In nicht natürlicher Umgebung, also in Städten und Häusern, finde ich leere Flächen in der Regel sehr angenehm und erholsam. Auch Gärten sind nicht natürliche Umgebungen für mich, und auch da gehören eher leere Flächen zu den Dingen, die unbedingt sein müssen. Wenn auch nur, damit Bepflanzungen um so kontrastvoller wirken. Wobei ein Rasen schon eine leere Fläche ist ( und nichts mit Natur zu tun hat).

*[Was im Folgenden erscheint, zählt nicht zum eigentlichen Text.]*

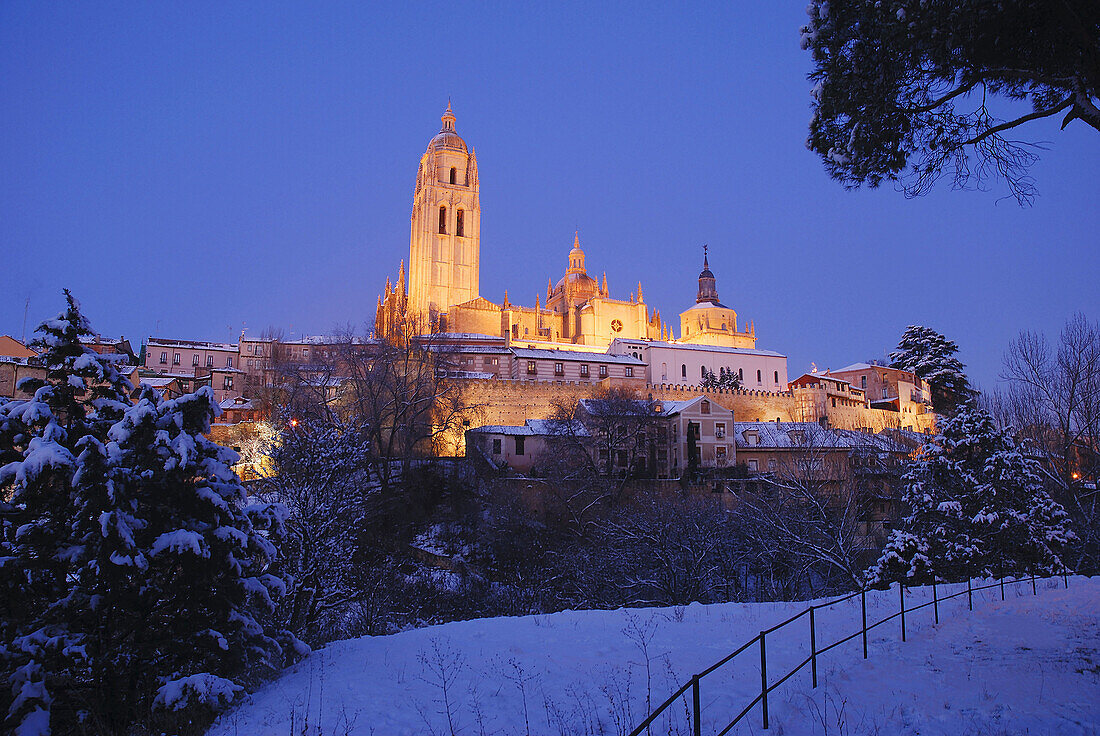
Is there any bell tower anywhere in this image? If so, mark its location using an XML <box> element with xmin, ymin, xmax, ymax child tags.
<box><xmin>408</xmin><ymin>101</ymin><xmax>481</xmax><ymax>325</ymax></box>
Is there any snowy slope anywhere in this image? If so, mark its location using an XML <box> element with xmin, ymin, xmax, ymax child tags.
<box><xmin>210</xmin><ymin>578</ymin><xmax>1100</xmax><ymax>736</ymax></box>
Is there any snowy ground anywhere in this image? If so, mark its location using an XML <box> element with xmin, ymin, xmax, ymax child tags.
<box><xmin>210</xmin><ymin>578</ymin><xmax>1100</xmax><ymax>736</ymax></box>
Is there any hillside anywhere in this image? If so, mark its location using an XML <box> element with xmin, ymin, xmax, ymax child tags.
<box><xmin>210</xmin><ymin>578</ymin><xmax>1100</xmax><ymax>736</ymax></box>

In Wohnungen sind leere Flächen das, worauf sich Augen ausruhen können. Aber wirklich leere Flächen, keine Schrankwand-Wüsten.

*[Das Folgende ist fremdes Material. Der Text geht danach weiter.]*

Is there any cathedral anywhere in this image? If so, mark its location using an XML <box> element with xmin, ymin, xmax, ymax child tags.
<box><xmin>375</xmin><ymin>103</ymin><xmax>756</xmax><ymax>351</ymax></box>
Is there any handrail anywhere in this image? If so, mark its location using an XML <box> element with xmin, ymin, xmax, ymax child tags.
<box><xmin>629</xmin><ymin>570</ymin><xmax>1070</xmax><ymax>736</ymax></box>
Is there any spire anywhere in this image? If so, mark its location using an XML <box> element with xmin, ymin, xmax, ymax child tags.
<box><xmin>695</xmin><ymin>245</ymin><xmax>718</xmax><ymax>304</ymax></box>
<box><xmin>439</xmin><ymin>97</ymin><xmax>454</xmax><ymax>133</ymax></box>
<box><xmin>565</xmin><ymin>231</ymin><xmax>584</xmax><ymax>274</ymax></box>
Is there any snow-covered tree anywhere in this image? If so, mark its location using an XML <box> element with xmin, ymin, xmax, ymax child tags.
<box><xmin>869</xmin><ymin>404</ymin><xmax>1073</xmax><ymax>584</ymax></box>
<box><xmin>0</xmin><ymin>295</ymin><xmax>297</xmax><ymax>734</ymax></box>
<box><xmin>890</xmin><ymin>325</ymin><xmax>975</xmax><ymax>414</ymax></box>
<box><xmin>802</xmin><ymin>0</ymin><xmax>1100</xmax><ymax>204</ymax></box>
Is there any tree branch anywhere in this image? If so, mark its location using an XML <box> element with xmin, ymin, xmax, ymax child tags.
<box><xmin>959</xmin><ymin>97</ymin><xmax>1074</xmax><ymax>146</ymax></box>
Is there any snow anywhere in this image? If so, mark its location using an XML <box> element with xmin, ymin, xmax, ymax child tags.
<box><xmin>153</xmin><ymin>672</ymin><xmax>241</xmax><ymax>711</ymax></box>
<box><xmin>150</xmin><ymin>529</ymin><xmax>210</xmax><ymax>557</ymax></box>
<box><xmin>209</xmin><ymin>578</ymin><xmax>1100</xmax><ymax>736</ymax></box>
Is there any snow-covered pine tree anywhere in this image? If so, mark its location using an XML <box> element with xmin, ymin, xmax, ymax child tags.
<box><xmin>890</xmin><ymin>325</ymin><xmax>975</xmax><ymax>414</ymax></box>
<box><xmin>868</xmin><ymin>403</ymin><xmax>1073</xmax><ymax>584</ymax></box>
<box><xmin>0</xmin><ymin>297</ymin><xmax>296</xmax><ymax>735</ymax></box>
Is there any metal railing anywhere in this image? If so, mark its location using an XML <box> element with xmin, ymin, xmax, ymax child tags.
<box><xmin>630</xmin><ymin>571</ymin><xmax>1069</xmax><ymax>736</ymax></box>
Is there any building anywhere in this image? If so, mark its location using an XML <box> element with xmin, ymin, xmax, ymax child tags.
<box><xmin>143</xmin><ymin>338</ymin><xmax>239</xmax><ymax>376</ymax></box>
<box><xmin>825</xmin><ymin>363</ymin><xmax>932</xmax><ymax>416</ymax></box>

Gardinen, Teppiche, Bilder und Nippes sind eine Art optischer Mauern. Manche Leute finden meine Wohnung kahl, wie sich jetzt wohl jeder vorstellen kann. Ich habe zwar Bilder an der Wand, aber nicht viele, und der Krimskrams auf den Regalen hält sich ebenfalls in Grenzen. Allerdings habe ich reichlich Bücher, die von selbst eine gewisse optische Unruhe ins Spiel bringen. Plus die Art Haustiere, die gern dekorativ in der Gegend rumliegen, wenn sie nicht wirkliche Unruhe ins Spiel bringen.
Wie jetzt zum Beispiel. Futterzeit für die Monster.
Na, wie war die Überleitung?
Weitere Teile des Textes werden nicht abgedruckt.